Throughout the conference, we followed the different financial pledges that were made by philanthropies, a common feature of philanthropic engagement in all COPs. In comparison with COP26, the numbers were unimpressive, but at least they address themes that are clearly very critical. Sales Force announced its $1 million into a Nature Accelerator philanthropic fund to provide non-profits with investment to develop, test and scale climate change programmes faster. Bloomberg Philanthropies, a big sponsor of the UNFCCC pavilion at COP, launched with the U.S. State Department, a Subnational Climate Action Leaders Exchange (SCALE), to help cities, states, and regions develop and implement net-zero, climate-resilient targets and roadmaps.  The focus will be on accelerating the implementation of the Global Methane Pledge launched at COP, therefore very aligned with the spirit of the Implementation COP. The Rockefeller Foundation announced more than US$11 million in grants to ten organisations scaling Indigenous and regenerative agriculture practices worldwide. They also announced, with U.S. Special Presidential Envoy for Climate John Kerry and the Bezos Earth Fund, a process to design an Energy Transition Accelerator (ETA) with the potential to catalyse private capital for the clean energy transition in emerging and developing economies. The Gates Foundation announced  USD 1.4 billion of support for small farmers and adaptation. Only a fraction of USD 434 million is additional to previous pledges, but it was an important signal to tackle the agriculture underfunded space of climate action. And finally, COP27 saw the pledge of an additional $400M to be managed by the recently installed Forest, People, Climate (FPC), a collaborative of 13 philanthropic donors and civil society organisations seeking to halt and reverse tropical deforestation while delivering just, sustainable development. This effort shows how much the long journey back to the 2018 Global Climate Action Summit Pledge is getting traction.
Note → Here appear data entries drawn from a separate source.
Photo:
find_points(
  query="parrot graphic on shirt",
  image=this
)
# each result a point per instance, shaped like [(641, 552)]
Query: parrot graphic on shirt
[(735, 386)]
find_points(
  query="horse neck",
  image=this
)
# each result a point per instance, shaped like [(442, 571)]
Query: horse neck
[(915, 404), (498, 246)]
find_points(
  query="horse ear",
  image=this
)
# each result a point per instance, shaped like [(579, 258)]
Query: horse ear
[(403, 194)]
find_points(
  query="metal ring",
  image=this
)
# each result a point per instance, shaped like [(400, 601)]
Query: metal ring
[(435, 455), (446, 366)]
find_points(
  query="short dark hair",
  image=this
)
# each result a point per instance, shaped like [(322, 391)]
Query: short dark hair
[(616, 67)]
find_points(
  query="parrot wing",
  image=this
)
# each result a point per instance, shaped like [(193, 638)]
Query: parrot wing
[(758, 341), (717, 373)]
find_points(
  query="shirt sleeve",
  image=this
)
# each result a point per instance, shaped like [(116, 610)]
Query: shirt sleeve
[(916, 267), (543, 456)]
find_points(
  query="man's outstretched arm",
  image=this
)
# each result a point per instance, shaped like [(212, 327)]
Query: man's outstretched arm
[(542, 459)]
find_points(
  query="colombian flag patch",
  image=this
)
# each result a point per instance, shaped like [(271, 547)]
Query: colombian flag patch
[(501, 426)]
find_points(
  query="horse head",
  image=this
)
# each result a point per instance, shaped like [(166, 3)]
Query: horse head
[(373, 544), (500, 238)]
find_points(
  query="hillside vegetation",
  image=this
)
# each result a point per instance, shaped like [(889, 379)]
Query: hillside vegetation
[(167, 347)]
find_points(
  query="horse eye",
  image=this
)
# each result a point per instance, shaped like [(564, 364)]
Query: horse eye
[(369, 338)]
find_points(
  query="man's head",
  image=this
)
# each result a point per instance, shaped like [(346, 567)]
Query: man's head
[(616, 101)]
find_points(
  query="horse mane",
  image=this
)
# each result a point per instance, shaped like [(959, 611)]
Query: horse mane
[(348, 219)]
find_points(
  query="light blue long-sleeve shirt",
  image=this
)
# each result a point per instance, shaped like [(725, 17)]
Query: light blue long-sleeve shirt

In the middle of COP27, we had the achievement of reaching the milestone of 600 signatories of the Philanthropy for Climate movement, the vast majority of them non-climate funders willing to engage in climate action. We also had the launch by the UNFCCC of its Philanthropy Leadership Platform. There were several other philanthropy stories and events at COP27 that can’t be covered in this short piece. All these movements together show a clear momentum of philanthropic engagement in the climate space. We need much more coordination and strategic approaches that also enable more participation of Global South philanthropies in this space. Who wants to join me and co-develop an ambitious philanthropic goal for COP28?

Alice Amorim is the #PhilanthropyforClimate Lead at WINGS.